I guess I keep doing it one day at a time. But it's not a whole lot of fun. Jennifer


  1. It's likely many folks have already e-mailed you about your chronic illnesses, but perhaps another may help some. Having been through what you are facing, but with other chronic illnesses, two possibilites occur to me. The first is to get help at a Hospital like Johns Hopkins, Mayo Clinic, or Cleveland Clinic. Those three are constantly in the top five for treating all kind of organ or body system problems. I believe U.S. News and World Report did a hospital rating issue this past Fall. I believe you would have your appointments on one campus and a team of doctors and health care professionals would work with you to help you meet some goals for better managing your life.
    Here's a link:


    Second, I've read time and time again to listen to what your body is telling you. There is a Ph.D at Stanford who works with folks who have Fibromyalgia and other illness. He helped himself to function without as many crisis and tries to teach folks to work within their energy envelopes. Here's a link to start with for understanding his work:

    Actually, this refers to Dr. Bruce Campbell who started by helping himself and then many other patiens with his work at Stanford:


    It seems to me from what you've written here that you may need to rearrange your life some and perhaps ask for some more help with your advocacy organization. It won't happen overnight but how about establishing a training program where you and others teach willing volunteers to help people to navigate the health care system. Perhaps such a group could take some of the easier load off your back. You know, I think you've probably thought of all this, but sometimes it's helpful to have someone else say it.

    Finally, here's a link to a consumer organization that does a national assessment of physicians by areas of expertise:

    It costs about $30 per year to join them, but it's an invaluable resource.

    Hope this helps. Your friend Frank

  2. Frank,

    First, thanks for all this thoughtful information and advice. I appreciate it, and I think others may well, too.

    I go to an expert in Crohn's disease in New York City and I think she's great. I'm on every medication known to humankind. The last thing I feel like doing is spending a week or two getting poked and prodded every which way by a whole new set of doctors. When my condition was really acute, we did consider going to Mayo, but we ended up in New York and I'm glad we did. I've heard that places like Mayo are not very patient-friendly.

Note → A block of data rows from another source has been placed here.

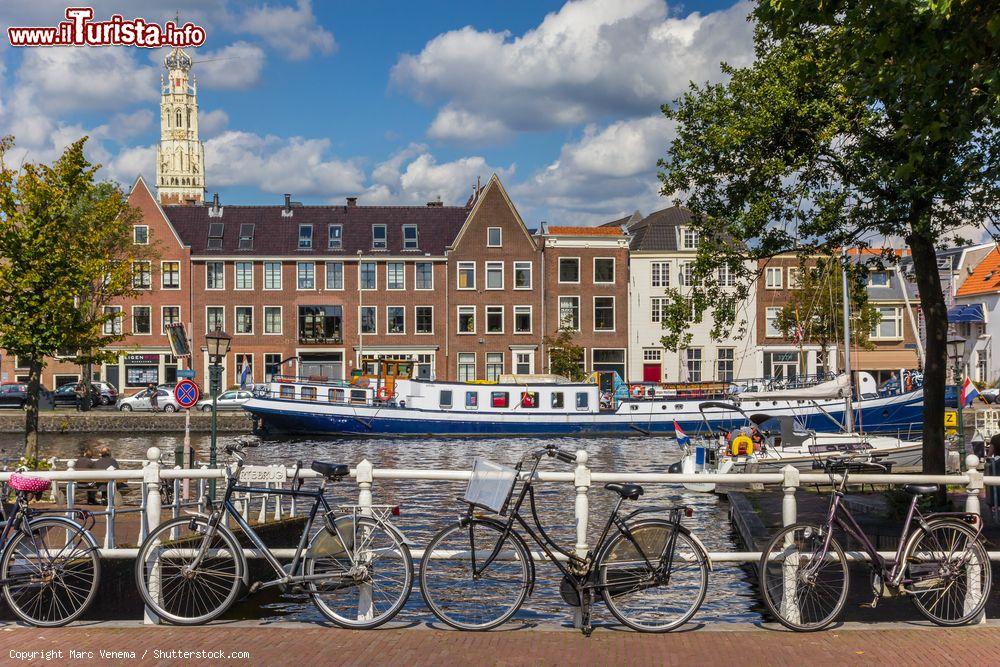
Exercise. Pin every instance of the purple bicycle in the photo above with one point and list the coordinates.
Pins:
(941, 562)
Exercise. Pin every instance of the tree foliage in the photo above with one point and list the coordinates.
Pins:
(859, 120)
(65, 253)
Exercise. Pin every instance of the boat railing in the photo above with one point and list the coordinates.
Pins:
(185, 486)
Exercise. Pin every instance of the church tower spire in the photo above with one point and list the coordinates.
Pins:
(180, 157)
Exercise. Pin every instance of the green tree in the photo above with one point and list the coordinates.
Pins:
(65, 253)
(858, 120)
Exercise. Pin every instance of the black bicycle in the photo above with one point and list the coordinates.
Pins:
(650, 570)
(356, 568)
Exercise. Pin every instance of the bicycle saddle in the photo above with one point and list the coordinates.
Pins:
(627, 491)
(330, 469)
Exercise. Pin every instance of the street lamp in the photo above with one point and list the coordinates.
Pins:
(217, 344)
(956, 349)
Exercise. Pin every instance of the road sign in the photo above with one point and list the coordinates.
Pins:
(187, 394)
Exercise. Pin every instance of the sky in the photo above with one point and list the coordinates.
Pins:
(391, 102)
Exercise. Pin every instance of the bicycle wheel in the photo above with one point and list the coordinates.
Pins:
(803, 583)
(175, 591)
(949, 573)
(370, 570)
(50, 572)
(469, 602)
(637, 593)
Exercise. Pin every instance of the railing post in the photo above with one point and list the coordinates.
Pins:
(151, 480)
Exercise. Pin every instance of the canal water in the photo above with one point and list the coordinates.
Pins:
(427, 506)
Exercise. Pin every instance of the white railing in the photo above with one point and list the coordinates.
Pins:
(153, 474)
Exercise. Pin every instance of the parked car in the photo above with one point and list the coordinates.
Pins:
(228, 400)
(140, 401)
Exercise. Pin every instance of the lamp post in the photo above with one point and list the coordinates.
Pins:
(217, 345)
(956, 349)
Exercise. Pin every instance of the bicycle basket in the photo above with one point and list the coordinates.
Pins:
(490, 484)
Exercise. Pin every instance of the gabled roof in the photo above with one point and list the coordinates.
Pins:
(985, 278)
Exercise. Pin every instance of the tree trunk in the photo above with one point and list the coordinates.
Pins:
(936, 354)
(31, 411)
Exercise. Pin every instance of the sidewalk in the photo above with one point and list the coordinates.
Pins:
(308, 645)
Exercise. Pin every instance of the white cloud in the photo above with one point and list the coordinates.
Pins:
(589, 60)
(291, 30)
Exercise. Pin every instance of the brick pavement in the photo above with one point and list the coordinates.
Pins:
(308, 645)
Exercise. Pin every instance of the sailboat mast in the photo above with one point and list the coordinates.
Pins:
(849, 412)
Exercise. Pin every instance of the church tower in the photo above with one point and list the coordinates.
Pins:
(180, 157)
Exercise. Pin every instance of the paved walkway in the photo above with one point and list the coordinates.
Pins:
(309, 645)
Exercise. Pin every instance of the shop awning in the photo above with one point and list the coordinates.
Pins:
(969, 312)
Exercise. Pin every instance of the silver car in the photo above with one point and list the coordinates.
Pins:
(228, 400)
(165, 401)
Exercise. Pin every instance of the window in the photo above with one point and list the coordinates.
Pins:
(569, 312)
(693, 357)
(724, 364)
(334, 237)
(660, 274)
(522, 275)
(522, 319)
(604, 313)
(215, 275)
(395, 319)
(466, 319)
(244, 320)
(112, 325)
(169, 315)
(569, 269)
(272, 319)
(368, 319)
(424, 316)
(604, 270)
(424, 275)
(244, 275)
(494, 275)
(410, 237)
(305, 237)
(494, 319)
(466, 366)
(466, 275)
(140, 320)
(141, 275)
(772, 277)
(891, 325)
(307, 275)
(494, 367)
(771, 329)
(366, 275)
(215, 319)
(335, 275)
(395, 275)
(272, 275)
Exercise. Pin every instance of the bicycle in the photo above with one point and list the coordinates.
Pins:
(49, 565)
(940, 562)
(651, 572)
(357, 568)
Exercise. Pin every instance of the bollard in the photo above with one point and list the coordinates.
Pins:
(151, 482)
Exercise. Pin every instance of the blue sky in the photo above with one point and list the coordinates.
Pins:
(392, 102)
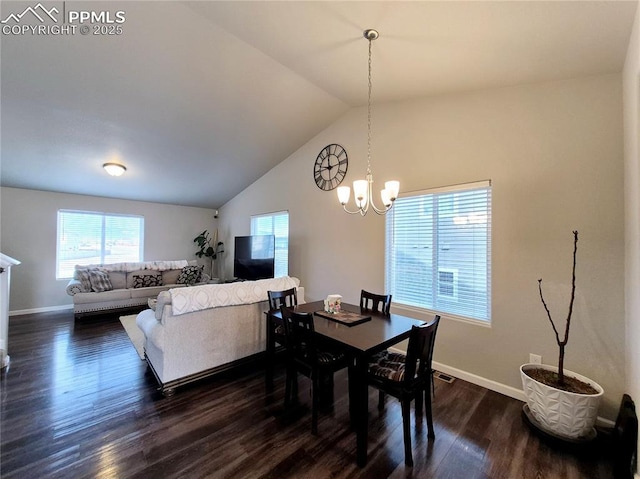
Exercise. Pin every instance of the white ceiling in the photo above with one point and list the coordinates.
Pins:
(200, 99)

    I'm definitely going to be using some interns and part-timers, and I've been trying to "coach" patients to learn to do things for themselves. One of the things that makes it hard to farm out work to volunteers is that we have so much confidential medical information -- I can't just release it to people. But I have two interns and a part-timer coming on board in the next few months, and that definitely will help. Then, of course, the challenge becomes (1) supervising; and (2) figuring out where to put them since we work out of my house!!! I think you're right that a transition is needed; it's just going to take time to figure it out.

    And yes, I believe we should all listen to our bodies. I know this because every time my B-12 gets low, I crave beef!!! The problem occurs when there's a disconnect between your brain and your body and you can't hear what your body is saying.

    No matter what, I keep coming back to the point I made in this post. The biggest problem for people with chronic illnesses is fatigue. There's no clear treatment for it. It's just part of being sick and in some degree of pain 24/7.

    I'm going to check out your resouces now. I really appreciate you taking the time to try to help this sick old lady keep on truckin'! J

  3. Jennifer,

    You seem very helpful. I have to write a letter from the perspective of the patient for anti-TNF medication. My physician has been denied by my insurance twice. My insurance company is asking for a letter from the patient (me) to appeal a third time. I am looking for sample letters. Do you have any ideas where I can get this kind of information? Please help me. I'm old, hurting, and desperete.